Diyarbakır ve İstanbul’da eş zamanlı operasyonlarla çok sayıda gazeteci gözaltına alındı.
Dihaber’de yer alan habere göre Diyarbakır’da DİHA Haber Müdürü Ömer Çelik, İstanbul’da DİHA muhabiri Metin Yoksu ve BirGün gazetesi muhasebe sorumlusu Mahir Kanaat sabah saatlerinde evlerine düzenlenen eş zamanlı operasyonla gözaltına alındı.
ETHA çalışanlarının kaldığı Beyoğlu’ndaki evde de arama yapıldığı, polisin iki bilgisayara el koyduğu belirtildi. ETHA muhabiri Derya Okatan hakkında da gözaltı kararı var.
Dihaber, Çelik’in evindeki eşyaların dağıtıldığını, ‘yarım saat boyunca işkence yapıldığını’ öne sürerken, Yoksu’nun evinde yapılan baskında da tüm aile üyelerinin cep telefonlarına el konduğunu bildirdi.
Yolculuk gazetesi yazı işleri müdürü de gözaltında
Yolculuk gazetesi, gazetenin yazı işleri müdürü ve imtiyaz sahibi Eray Saygın’ın sabah saatlerinde evinden gözaltına alındığını duyurdu.

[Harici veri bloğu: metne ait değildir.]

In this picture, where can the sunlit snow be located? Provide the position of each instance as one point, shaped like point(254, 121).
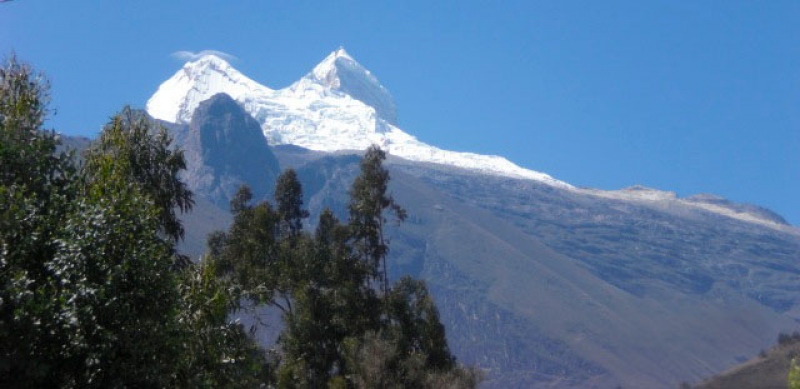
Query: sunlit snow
point(338, 106)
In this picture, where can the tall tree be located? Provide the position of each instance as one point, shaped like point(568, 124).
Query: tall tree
point(289, 200)
point(150, 161)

Ayrıca Yolculuk gazetesi bünyesinde bulunan Adalı Yayınevi’nin Okmeydanı’ndaki bürosunu da polis bastı. Bilgisayarların hard diskleri polis tarafından söküldü.
Aynı operasyon kapsamında eski Diken editörü, gazeteci Tunca Öğreten de gözaltına alınmıştı. Gerekçe olarak ‘örgüt üyeliği’ gösterilmişti.
BirGün çalışanının nerede olduğu bilinmiyor!
BirGün gazetesi, avukatları Tolgay Güvercin’in gözaltına alınan çalışanları Mahir Kanaat’in nerede olduğu konusunda bilgi almak istediğini ancak yetkililerden net bir bilgi alamadığını yazdı.
Avukat Güvercin, “Vatan Emniyet Müdürlüğü, Gayrettepe Emniyet Müdürlüğü ve Çağlayan Adliyesi’ne giderek Kanaat’in nerede olduğu konusunda bilgi almak istedik. Fakat yetkililer bize net bir bilgi vermiyorlar” ifadelerini kullandı.
Gazetenin muhasebe sorumlusu Kanaat, saat 05.00’te terörle mücadele şube ekiplerince evinden gözaltına alınmıştı.
TGS: Gazetecileri serbest bırakın
Türkiye Gazeteciler Sendikası (TGS), aralarında üyeleri Tunca Öğreten ve Ömer Çelik’in de bulunduğu gazetecilerin gözaltına alınmasına tepki gösterdi.
“Bir sabaha daha operasyon haberi ile uyandık. Hedef yine gazetecilerdi” denilen açıklamada, gözaltı gerekçesi konusunda açıklama yapılmadığı hatırlatıldı.
Açıklamada şu ifadelere yer verildi: “Türkiye’nin dört bir yanında bombalar patlarken, IŞİD Suriye’de Türk askerini öldürürken, gerçekleri gizlemek için gazetecileri hedef alan bir anlayışı kabul etmiyoruz. Gazetecilerin yaptığı şey gerçekleri halka ulaştırmaktır. Bu yüzden bir kez daha ‘Gazetecilik suç değildir’ diyoruz. Gözaltındaki ve tutuklu tüm gazetecilerin bir an önce serbest bırakılmasını istiyoruz.”